Since the day he came home, he’d slept inches from my bed in the Rock and Play. Lately though, he’s outgrown it, all arms and legs spilling over the sides. The plan was always to move him to his crib weeks ago, before I went back to work, but I found reasons to delay. The truth: I wasn’t ready to let go.
Once Jerry set up the video monitor, my last excuse disappeared. So Tuesday night, I caved. I predicted a sleepless night, and I wasn’t wrong. The empty space beside me felt wrong. I checked the monitor until my eyes ached. I went into his room twice before I even tried to sleep. At the first whimper, I bolted upright.
He lasted just over three hours in the crib before waking. Back to the Rock and Play he went, and honestly, we both slept better. By the third night though, he surprised me — sleeping through till morning, rotated sideways like he’d been on some secret adventure of his own.

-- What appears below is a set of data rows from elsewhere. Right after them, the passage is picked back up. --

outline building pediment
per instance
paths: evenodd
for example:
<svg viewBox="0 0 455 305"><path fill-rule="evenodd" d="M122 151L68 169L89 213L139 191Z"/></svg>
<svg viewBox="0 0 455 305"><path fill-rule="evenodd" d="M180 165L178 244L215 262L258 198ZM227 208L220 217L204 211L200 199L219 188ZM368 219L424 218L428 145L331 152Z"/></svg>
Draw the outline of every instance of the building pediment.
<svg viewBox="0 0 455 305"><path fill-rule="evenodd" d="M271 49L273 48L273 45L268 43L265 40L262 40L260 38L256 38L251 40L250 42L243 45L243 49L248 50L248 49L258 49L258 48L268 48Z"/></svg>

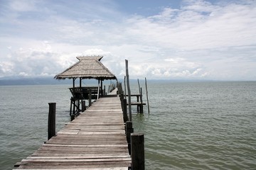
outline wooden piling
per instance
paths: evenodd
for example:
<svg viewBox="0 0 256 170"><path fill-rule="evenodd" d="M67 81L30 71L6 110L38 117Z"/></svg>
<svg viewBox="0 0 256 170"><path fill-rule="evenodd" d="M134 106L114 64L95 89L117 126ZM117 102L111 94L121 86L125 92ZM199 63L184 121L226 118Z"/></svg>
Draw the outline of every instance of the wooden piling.
<svg viewBox="0 0 256 170"><path fill-rule="evenodd" d="M82 101L82 112L86 110L85 101Z"/></svg>
<svg viewBox="0 0 256 170"><path fill-rule="evenodd" d="M89 106L92 105L92 89L89 89Z"/></svg>
<svg viewBox="0 0 256 170"><path fill-rule="evenodd" d="M131 134L134 132L134 129L132 128L132 122L127 121L125 123L125 130L126 130L125 131L126 131L127 140L128 143L129 154L131 154L132 153Z"/></svg>
<svg viewBox="0 0 256 170"><path fill-rule="evenodd" d="M131 89L129 86L129 71L128 71L128 60L125 60L125 68L126 68L126 76L127 81L127 91L128 91L128 103L129 103L129 120L132 121L132 106L131 106Z"/></svg>
<svg viewBox="0 0 256 170"><path fill-rule="evenodd" d="M149 112L149 95L148 95L148 91L147 91L146 79L146 77L145 77L145 86L146 86L146 103L147 103L147 106L148 106L148 112Z"/></svg>
<svg viewBox="0 0 256 170"><path fill-rule="evenodd" d="M142 88L141 88L139 91L140 91L139 97L140 97L140 102L141 102L139 113L143 113Z"/></svg>
<svg viewBox="0 0 256 170"><path fill-rule="evenodd" d="M126 123L129 120L128 115L127 115L127 99L122 99L122 108L123 108L123 117L124 117L124 123Z"/></svg>
<svg viewBox="0 0 256 170"><path fill-rule="evenodd" d="M145 169L144 138L142 133L131 134L132 169Z"/></svg>
<svg viewBox="0 0 256 170"><path fill-rule="evenodd" d="M55 135L55 113L56 103L49 103L48 126L48 139L50 140Z"/></svg>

Moving him to his own room was harder than I expected. That first cut was rough. But motherhood is a long series of cords you have to cut: the first night away, the first day of school, the day he stops reaching for your hand, the day he falls in love with someone who isn’t you. Each cut small and ordinary, each cut monumental.
Elizabeth Stone once wrote that to have a child is “to decide forever to have your heart go walking around outside your body.” I didn’t fully understand it until now. Caleb is my heart — and already, he’s learning to move through the world without me.